I don't see a link to a list ?? but as far as I know Recology is still not taking freezer bags, the bags containing frozen fruits and veggies. These are huge convenience foods (having frozen cherries in winter makes it easier to deal with the cold weather!) so I'm not going to stop buying them, but hopefully the tech will change and these bags will be recyclable at some point.
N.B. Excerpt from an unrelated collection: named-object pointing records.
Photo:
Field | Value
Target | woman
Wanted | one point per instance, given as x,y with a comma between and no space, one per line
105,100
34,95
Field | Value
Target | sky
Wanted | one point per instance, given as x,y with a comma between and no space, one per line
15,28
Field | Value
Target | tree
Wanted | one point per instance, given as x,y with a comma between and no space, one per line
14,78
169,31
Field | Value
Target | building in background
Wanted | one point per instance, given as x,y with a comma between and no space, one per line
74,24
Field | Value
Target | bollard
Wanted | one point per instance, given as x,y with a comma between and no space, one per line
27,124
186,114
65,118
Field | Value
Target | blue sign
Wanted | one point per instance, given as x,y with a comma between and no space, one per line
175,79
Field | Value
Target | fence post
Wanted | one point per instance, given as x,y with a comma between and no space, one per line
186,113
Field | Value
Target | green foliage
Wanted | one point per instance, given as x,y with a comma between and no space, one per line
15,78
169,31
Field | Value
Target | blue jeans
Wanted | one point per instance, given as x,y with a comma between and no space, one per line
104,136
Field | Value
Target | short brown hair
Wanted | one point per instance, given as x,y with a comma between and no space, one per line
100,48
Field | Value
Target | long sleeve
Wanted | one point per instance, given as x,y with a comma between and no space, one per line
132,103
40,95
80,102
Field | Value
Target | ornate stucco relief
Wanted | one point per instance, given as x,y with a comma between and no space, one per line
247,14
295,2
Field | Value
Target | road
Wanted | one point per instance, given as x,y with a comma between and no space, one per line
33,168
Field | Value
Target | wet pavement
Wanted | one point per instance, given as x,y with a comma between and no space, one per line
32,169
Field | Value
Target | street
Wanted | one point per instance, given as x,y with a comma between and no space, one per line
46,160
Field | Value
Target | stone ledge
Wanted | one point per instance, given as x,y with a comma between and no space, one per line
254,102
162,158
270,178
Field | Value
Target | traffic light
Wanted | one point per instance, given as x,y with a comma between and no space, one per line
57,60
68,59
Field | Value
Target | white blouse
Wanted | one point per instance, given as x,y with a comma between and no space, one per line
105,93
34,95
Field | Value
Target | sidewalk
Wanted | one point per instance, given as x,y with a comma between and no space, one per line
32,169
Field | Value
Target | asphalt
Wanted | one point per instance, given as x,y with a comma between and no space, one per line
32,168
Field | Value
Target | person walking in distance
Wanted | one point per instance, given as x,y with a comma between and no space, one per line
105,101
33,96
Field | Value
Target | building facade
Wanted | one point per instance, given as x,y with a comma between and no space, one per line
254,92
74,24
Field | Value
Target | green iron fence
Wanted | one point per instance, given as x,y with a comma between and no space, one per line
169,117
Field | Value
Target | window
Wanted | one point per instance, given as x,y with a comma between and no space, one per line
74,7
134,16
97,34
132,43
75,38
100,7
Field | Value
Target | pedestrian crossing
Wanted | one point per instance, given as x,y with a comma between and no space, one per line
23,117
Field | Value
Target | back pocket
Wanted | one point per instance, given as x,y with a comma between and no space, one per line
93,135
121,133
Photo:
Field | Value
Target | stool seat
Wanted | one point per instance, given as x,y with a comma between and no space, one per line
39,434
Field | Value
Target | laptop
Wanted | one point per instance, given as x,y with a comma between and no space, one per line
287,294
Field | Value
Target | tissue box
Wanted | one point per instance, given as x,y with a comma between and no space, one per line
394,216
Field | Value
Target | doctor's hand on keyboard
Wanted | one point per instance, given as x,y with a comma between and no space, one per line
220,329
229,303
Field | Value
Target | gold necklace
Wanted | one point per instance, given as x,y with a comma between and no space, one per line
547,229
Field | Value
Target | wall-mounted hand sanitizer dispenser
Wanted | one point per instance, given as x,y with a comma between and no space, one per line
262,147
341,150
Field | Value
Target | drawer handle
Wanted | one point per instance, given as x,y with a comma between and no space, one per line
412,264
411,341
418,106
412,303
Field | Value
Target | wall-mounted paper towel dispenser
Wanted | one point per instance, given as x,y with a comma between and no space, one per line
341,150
It seems like the world of who will take what changes frequently so if I have something I need to declutter or dispose of that doesn't go in the green or blue bin or can't be taken to Goodwill or Salvation Army, I go on line and figure out where to take it. My laser printer went on the fritz after four years a couple of weeks ago and I didn't want to unload it on Salvation Army or Goodwill without telling them it was broken, but when I called, the guy said to bring it in, which probably saved me from paying $$ to "dispose" of it since it's an electronic.
I'm generating a slightly larger amount of trash these days since my goal is to have my entire wardrobe (capsuled) be homemade. When a garment wears out, instead of buying a used or new item, I make a replacement. That entails more new items like fabric, zippers, buttons, elastics, interfacings, etc., but the natural fabrics are compostable and the scraps of polyester/manmade fabrics can be put in the donation box for Goodwill. And who knew there were entire websites devoted to bra making?!!
If you like to cook, you might want to try making homemade "Doritos." You still have to buy the corn tortillas to make the chips if you don't make them from scratch with cornmeal. I would be surprised if there isn't a recipe for Doritos since there are many recipes out there in which people are mimicking commercially made products. Hell, there's an entire YouTube series with a woman who makes homemade versions of popular restaurant foods, like from chain restaurants.